Still, we live in a small country which likes to talk big. The glee exhibited by television news when the “terrorists” were rumbled showed just how desperate newsrooms can be for a real story sometimes.

But wasn’t Millie Holmes a godsend, now we have our own Britney or Amy Winehouse just like the big, grown-up countries. (Although if it is true she has hitched up with someone in rehab it’s worse than we can have imagined, she is perhaps more correctly our Liz Taylor.)

So yes, we do like to overstate for effect, even if the assertion doesn‘t stand serious scrutiny.

Like the lawyer for one of the “alleged terrorists” who was being detained. He drew an analogy between Mt Eden Prison and Guantanamo Bay.

Then we have had the PM saying that around her way on Saturday night the noise of the fireworks was like being in downtown Kandahar.

Well, I live about two blocks away from the PM‘s residence (in the rather less salubrious street) and if that is what Kandahar is like then the Afghan Tourism Authority shouldn’t have much trouble attracting visitors.

Yes, there were explosions every now and again -- some really loud -- and a few skyrockets whizzed overhead. But nothing like a decade ago, lest we forget.

However it was the Saturday night before Guy Fawkes and that would be pretty much what you’d expect -- even in the nice suburbs. And it wasn’t a war-zone either, it was just people having fun making a lot of noise. Personally I don’t have a problem with that for a few days a year. I like people having fun.

I know others will want to have their say here about Guy Fawkes and that’s fine.

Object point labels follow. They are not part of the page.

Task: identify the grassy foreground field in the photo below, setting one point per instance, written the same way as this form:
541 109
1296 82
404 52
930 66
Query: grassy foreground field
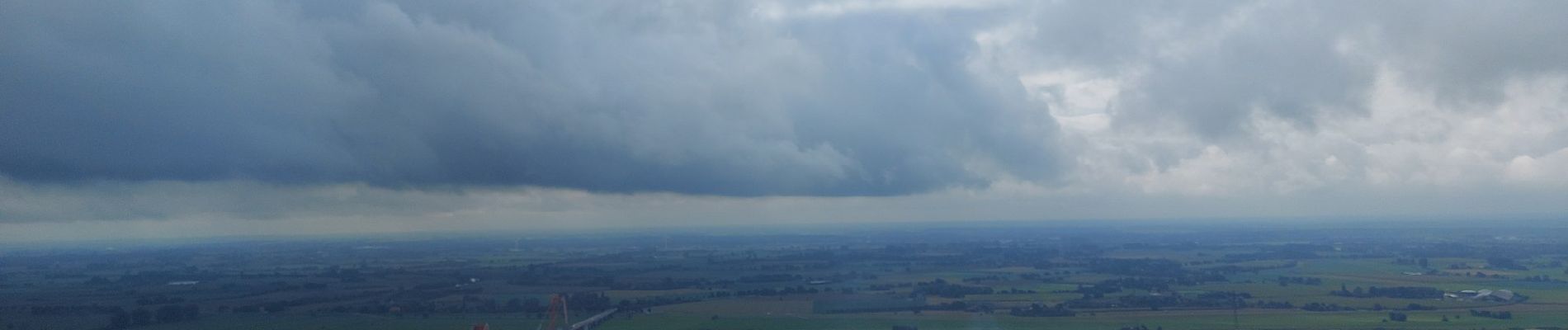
1205 279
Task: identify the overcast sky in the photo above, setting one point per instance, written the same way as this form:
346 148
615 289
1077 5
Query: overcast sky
153 120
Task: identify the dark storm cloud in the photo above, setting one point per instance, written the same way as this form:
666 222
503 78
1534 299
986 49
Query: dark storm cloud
620 97
1209 64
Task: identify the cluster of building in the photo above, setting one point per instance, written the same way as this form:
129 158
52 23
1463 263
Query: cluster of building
1482 295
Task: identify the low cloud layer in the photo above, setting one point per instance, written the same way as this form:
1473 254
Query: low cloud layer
1003 110
615 97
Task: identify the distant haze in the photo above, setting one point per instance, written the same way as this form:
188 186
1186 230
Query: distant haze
156 120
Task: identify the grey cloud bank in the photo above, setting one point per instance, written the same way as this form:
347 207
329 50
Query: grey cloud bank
618 97
858 110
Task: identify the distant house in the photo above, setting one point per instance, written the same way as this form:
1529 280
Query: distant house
1489 295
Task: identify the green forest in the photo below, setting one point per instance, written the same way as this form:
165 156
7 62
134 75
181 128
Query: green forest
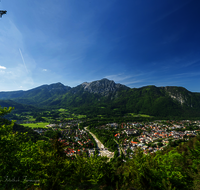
42 164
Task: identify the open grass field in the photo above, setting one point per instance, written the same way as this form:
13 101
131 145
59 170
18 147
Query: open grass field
36 125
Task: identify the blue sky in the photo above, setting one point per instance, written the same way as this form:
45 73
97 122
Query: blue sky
133 42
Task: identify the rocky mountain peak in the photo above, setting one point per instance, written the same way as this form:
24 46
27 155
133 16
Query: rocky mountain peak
103 87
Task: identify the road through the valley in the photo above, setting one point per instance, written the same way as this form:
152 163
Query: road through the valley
103 152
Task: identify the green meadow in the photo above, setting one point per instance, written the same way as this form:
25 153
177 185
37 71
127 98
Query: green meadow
36 125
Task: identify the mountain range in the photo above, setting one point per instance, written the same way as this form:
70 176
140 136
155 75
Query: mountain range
105 97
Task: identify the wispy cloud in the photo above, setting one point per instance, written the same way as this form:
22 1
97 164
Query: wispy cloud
23 60
2 67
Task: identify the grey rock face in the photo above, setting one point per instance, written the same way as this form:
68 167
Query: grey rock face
103 87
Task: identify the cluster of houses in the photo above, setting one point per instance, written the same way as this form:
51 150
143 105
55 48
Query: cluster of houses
153 137
150 137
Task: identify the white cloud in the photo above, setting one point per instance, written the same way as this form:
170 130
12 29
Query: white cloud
2 67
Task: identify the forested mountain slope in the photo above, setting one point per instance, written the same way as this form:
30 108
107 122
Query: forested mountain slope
105 97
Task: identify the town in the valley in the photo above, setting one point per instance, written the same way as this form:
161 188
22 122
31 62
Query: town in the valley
148 136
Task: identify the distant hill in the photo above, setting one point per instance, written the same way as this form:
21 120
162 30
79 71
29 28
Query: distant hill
105 97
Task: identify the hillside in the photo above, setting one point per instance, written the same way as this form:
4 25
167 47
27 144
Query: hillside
105 97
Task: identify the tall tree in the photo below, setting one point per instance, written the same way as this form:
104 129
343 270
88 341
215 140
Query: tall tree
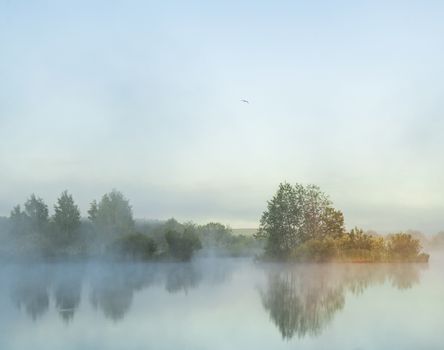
113 214
66 215
37 212
296 214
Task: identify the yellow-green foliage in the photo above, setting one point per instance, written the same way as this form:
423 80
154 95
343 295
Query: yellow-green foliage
357 246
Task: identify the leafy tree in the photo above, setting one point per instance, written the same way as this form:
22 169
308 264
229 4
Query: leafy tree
134 246
92 212
296 214
113 214
402 246
37 212
182 245
66 216
19 221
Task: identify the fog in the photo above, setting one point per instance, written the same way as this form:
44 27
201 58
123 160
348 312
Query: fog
222 303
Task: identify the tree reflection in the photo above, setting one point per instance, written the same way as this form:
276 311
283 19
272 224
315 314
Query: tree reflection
31 294
303 299
67 293
114 286
182 277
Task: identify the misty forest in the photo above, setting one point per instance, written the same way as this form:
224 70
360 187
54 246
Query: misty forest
221 175
299 224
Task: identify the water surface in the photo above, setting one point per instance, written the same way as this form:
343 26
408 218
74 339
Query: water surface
222 304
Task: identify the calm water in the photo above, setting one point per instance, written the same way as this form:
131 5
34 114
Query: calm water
222 304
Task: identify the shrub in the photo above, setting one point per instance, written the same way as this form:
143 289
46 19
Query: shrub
134 246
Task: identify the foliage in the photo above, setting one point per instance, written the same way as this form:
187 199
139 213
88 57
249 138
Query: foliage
134 246
403 246
182 245
113 214
301 224
66 217
295 215
36 212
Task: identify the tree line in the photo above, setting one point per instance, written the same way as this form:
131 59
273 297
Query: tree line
301 224
110 231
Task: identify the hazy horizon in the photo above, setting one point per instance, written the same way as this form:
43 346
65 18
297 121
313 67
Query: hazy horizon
145 97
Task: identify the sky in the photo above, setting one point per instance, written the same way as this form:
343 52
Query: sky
144 97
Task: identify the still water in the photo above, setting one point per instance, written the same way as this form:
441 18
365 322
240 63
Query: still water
222 304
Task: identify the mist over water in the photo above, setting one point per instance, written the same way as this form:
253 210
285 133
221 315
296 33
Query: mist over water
221 303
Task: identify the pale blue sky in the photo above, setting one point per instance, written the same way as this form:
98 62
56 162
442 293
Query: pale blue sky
144 97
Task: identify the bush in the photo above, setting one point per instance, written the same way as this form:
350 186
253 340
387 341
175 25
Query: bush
316 250
182 245
134 246
402 246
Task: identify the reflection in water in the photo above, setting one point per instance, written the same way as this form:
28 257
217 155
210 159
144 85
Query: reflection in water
111 286
30 292
182 277
302 299
67 292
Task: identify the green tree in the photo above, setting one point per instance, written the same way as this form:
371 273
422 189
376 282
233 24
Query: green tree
134 246
113 214
66 217
403 246
19 221
182 245
296 214
37 212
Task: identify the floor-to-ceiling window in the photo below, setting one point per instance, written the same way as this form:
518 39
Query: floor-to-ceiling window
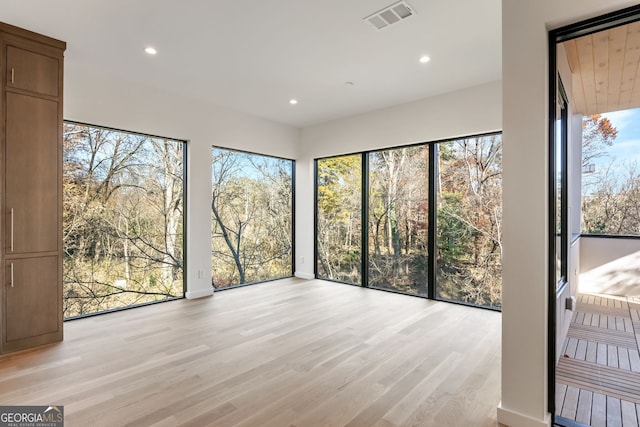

Go for your life.

But I love Guy Fawkes with all the noise and skyrockets and I still think it was sad day when we -- “they” actually -- banned bonfires.

And who were “they”?

Well, without overstating matters like the 14-year old at TV One, “they” were the safety nazis bastards. The shits.

PS. Chris Knox informs me that the correct title of his Labour song is Way Better. Which does sound way better. It is at Elsewhere with lots of other new music.